Re: Byte ranges -- formal spec proposal

Ronald E. Daniel (rdaniel@acl.lanl.gov)
Wed, 17 May 1995 20:58:31 +0500


Thus spoke Ari Luotonen <luotonen@netscape.com> (at least on Wed, 17 May 1995)

> _________________________________________________________________
>
> BYTE RANGES WITH URLS AND HTTP

We have been putting off the problem of fragment identifiers, and this
is a good start on the problem. I have a few reflex objections about
details - such as preferring 0-based addressing to 1-based - but they
are very minor. My major objection is that I would like to see
byterange addressing as one component in a more general fragment
identification architecture. The "Miscellaneous" section, quoted below,
mentions the possibility of combining different addressing schemes, but
does not provide any specification. I would be a LOT happier if we
could have an overall scheme that byterange, paragraph, row/col, word,
stanza, and other addressing schemes could fit into.

For example, I might want queries such as:

Get the value of the <title> element in an HTML file
http://host/path;generic-id="title"

Get bytes 1-5 of the second paragraph of a file
http://host/path;para=2&byterange=1-5

Get a portion of a JPEG
http://host/path.jpg;rows=37-99&cols=53-200

When we start looking at the addressing needs of a variety of
specifiers (rows/cols, paragraphs, ...) then we may find that
we would prefer different choices of index base, inclusion or
exclusion of the elements at the extremes of the range, etc.

> Miscellaneous
>
> There are other kinds of ranges that can be addressed in a similar
> fashion; this document does not define them, but both the URL
> parameter and the Range: header are defined so that it is possible to
> extend them. This byte range specification applies to any
> content-type. There may be range schemes that are meaningful to only
> certain types of documents.
>
> As an example, there might be a linerange URL parameter, with the same
> kind of range specification, and the Range: header would then specify
> the numbers in lines. Example:
>
> http://host/dir/foo;linerange=21-30
>
> The response from a 123 line file would be:
>
> Range: lines 21-30/123
>
> This could be useful for such things as structured text files like
> address lists or digests of mail and news, but isn't meaningful to
> such document types as GIF or PDF.
>
> Other examples might be document format specific ranges, such as
> chapters:
>
> http://host/dir/foo;chapterrange=1-3
>
> Range: chapters 1-3/12
>
> Or just the first chapter:
>
> http://host/dir/foo;chapterrange=1
>
> Range: chapters 1/12
>
> MULTIPLE URL PARAMETERS
>
> If at some point there will be multiple simultaneous URL parameters,
> they should be separated by the ampersand character (just like
> multiple values are encoded in the FORM request).

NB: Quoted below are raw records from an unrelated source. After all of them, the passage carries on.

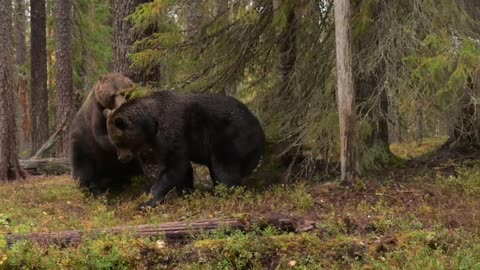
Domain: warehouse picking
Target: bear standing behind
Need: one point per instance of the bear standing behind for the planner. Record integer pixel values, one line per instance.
(93, 157)
(209, 129)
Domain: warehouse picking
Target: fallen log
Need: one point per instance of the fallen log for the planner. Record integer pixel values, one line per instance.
(46, 166)
(172, 232)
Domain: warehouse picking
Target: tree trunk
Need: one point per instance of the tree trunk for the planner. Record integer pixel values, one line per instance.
(9, 166)
(346, 93)
(172, 232)
(65, 101)
(123, 38)
(286, 45)
(21, 57)
(21, 29)
(194, 18)
(39, 91)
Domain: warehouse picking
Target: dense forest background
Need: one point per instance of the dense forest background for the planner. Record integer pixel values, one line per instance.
(416, 69)
(381, 95)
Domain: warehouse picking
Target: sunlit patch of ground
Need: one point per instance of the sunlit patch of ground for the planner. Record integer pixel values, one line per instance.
(415, 222)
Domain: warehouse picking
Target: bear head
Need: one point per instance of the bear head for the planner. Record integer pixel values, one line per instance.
(108, 90)
(130, 131)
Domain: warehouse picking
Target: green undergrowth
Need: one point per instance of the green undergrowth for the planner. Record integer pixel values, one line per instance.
(415, 222)
(409, 150)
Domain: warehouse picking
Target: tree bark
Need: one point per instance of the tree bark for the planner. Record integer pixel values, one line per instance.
(171, 231)
(9, 166)
(418, 124)
(286, 45)
(39, 91)
(346, 93)
(48, 166)
(123, 38)
(65, 101)
(194, 18)
(21, 30)
(21, 57)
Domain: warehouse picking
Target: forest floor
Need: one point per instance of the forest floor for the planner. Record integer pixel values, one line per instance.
(423, 215)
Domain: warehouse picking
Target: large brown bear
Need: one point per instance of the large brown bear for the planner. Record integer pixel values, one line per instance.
(209, 129)
(94, 160)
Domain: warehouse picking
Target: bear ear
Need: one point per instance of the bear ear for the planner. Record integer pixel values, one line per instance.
(155, 127)
(107, 113)
(120, 123)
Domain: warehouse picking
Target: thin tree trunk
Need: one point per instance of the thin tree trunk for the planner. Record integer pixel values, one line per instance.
(123, 38)
(65, 102)
(194, 18)
(39, 91)
(286, 45)
(418, 125)
(9, 166)
(21, 29)
(21, 57)
(346, 93)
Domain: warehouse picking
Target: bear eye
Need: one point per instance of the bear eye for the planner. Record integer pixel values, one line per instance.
(120, 123)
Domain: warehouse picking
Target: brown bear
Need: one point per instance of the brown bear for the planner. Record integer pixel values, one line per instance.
(94, 160)
(209, 129)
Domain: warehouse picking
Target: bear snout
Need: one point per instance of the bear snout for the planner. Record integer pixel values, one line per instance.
(125, 157)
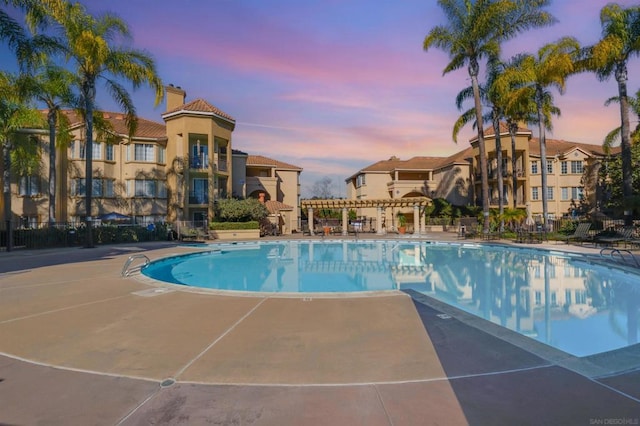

We need to define more than just the syntax of how multiple
parameters will be seperated. We need to define the semantics
of foo=n1-n2&bar=n3-n4. Does the "bar" parameter apply to the
result of the "foo" parameter? Vice versa? Or do we return the
two selections seperately the way you specify with foo=n1-n2,n3-n4 ?

How are errors to be handled when we specify a range that is
longer than the file? What about when the starting offset of
the range is greater than the length of the file?

Byteranges are pretty nice since they are broadly applicable,
but I am not sure what it means to ask for a byterange of
a database. This problem is even more acute when we get into
parameters such as "paragraph", "row/col", "stanza", etc.
How are we to indicate when a parameter is inappropriate for
a URL, such as paragraph for an image? Usually row/col
will be inappropriate for HTML files, but if we have previously
selected a table then it is the natural way to get a table
element. How do we do that?

If we do not develop a uniform architecture for fragment
identification, we are going to have a slew of partial solutions before
we wise up and develop a uniform treatment. Then everyone will be
pissed because of differing addressing conventions, code bloat, etc.
and a total inability to make the uniform scheme match the previous
partial solutions.

My understanding is that HyTime can handle this uniform
fragment identification. Can people knowledgeable about HyTime
talk about the good *and bad* points of using HyTime addressing
for URI fragment identification? Is there a way we can
start small, with just byterange selection, then grow our
capabilities?

Ron Daniel Jr. email: rdaniel@acl.lanl.gov
Advanced Computing Lab voice: (505) 665-0597
MS B-287 TA-3 Bldg. 2011 fax: (505) 665-4939
Los Alamos National Lab http://www.acl.lanl.gov/~rdaniel/
Los Alamos, NM, 87545 tautology: "Conformity is very popular"